Take Educational Trips
Whether it's an interactive museum, concert, play, or the zoo, kids won't consider this learning in the traditional sense, but will be opened to new experiences and broaden their horizons. The arts allow children to explore new avenues and cultures and may introduce them to their passion or future career. McFarlane suggests you go a step further and encourage your children to make connections between what they are experiencing and what they may have learned in school. Making connections to real-life experiences helps to flesh out and define otherwise abstract academic concepts, further cementing them in a child's mind.

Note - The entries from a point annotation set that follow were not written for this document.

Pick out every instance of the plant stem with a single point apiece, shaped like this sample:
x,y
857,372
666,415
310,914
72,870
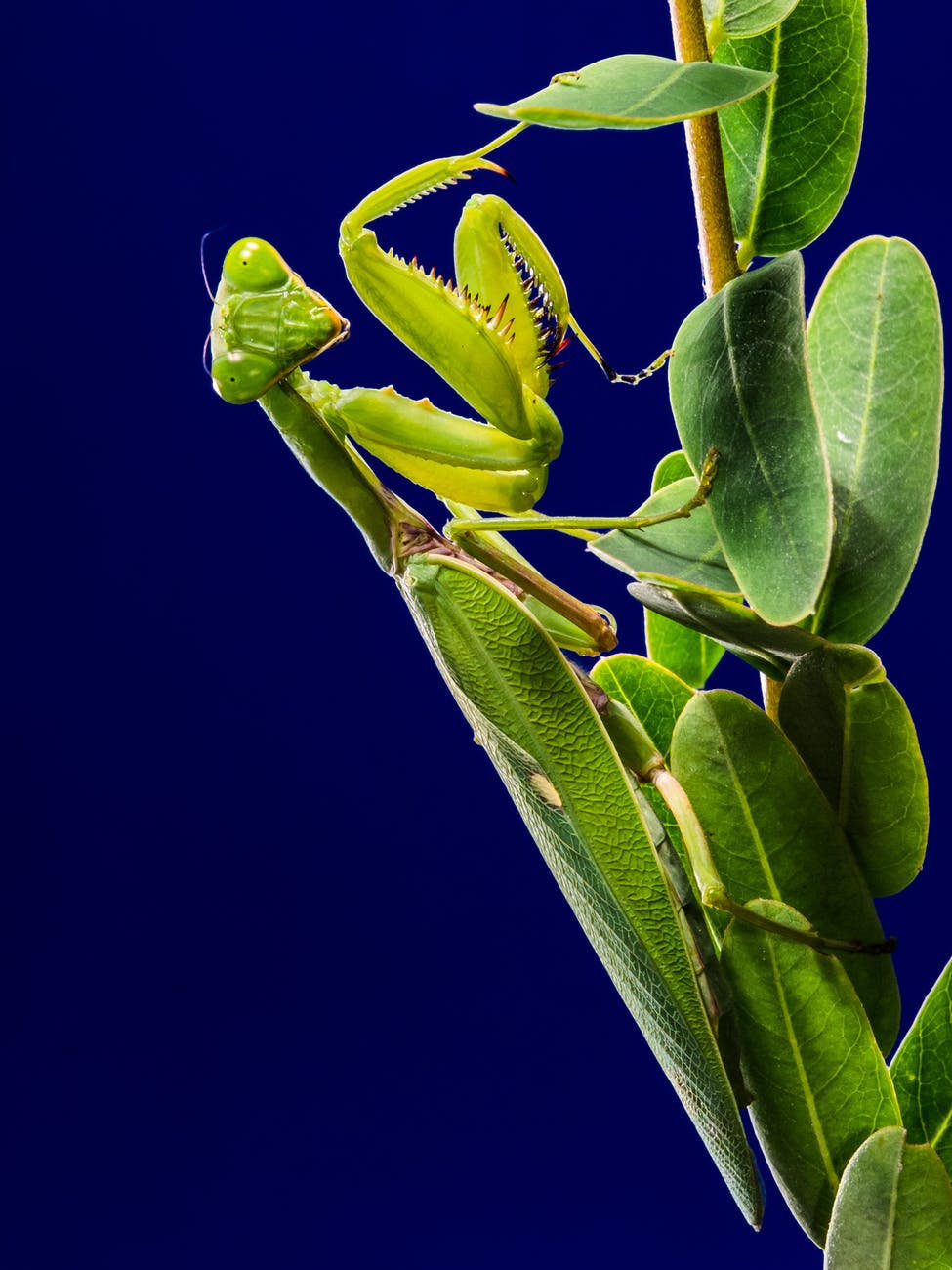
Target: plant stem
x,y
719,258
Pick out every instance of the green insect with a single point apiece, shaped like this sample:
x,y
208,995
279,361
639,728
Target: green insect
x,y
491,335
572,763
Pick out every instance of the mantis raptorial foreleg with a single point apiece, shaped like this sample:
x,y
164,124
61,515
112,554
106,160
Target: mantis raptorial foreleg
x,y
491,335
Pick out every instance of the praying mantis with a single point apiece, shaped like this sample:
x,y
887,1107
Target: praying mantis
x,y
490,621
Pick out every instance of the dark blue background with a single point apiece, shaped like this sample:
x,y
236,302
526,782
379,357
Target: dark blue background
x,y
287,983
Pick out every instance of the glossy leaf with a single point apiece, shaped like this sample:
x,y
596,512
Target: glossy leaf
x,y
773,834
790,153
769,649
922,1071
652,694
684,652
685,550
534,720
669,469
892,1210
854,733
875,339
634,90
741,18
810,1061
739,384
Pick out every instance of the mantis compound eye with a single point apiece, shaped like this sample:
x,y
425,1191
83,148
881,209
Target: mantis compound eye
x,y
253,265
240,375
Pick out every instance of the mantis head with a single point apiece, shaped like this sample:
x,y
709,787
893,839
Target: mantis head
x,y
266,321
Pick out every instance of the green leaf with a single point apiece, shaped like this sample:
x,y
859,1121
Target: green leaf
x,y
669,469
773,834
769,649
688,655
854,733
922,1071
685,550
790,153
634,90
819,1082
739,384
892,1210
875,338
654,695
741,18
534,720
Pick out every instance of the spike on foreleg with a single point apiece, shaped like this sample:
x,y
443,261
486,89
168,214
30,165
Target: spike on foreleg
x,y
498,316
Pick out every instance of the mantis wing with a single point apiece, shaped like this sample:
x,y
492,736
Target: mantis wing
x,y
538,727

Prepare Them and Put Them at Ease
As those last few weeks of summer wind down, many children get anxious about what to expect with a new grade, classmates and teachers. "There are many ways to make this transition easier for children, such as showing them their new school, introducing them to children who will be in their class, or letting them know what their routine will include," McFarlane says. 'Children are very inquisitive and it helps to explain what will occur in the coming weeks."
Keep a Routine
Towards the end of the summer, try to keep your kids on a routine or schedule that will allow them to ease their way into the first few weeks of school. This means their days should consist of regular bedtimes and meal times, letting them prepare their bodies and minds for the school day.
Summer is meant for fun. However, playtime, both structured and unstructured, can keep children in shape physically and mentally. Moreover, according to McFarlane, children who keep their minds active during the summer months will waste less time reviewing last year's material when the new school year begins. They will be ready to delve right in to bigger and better things!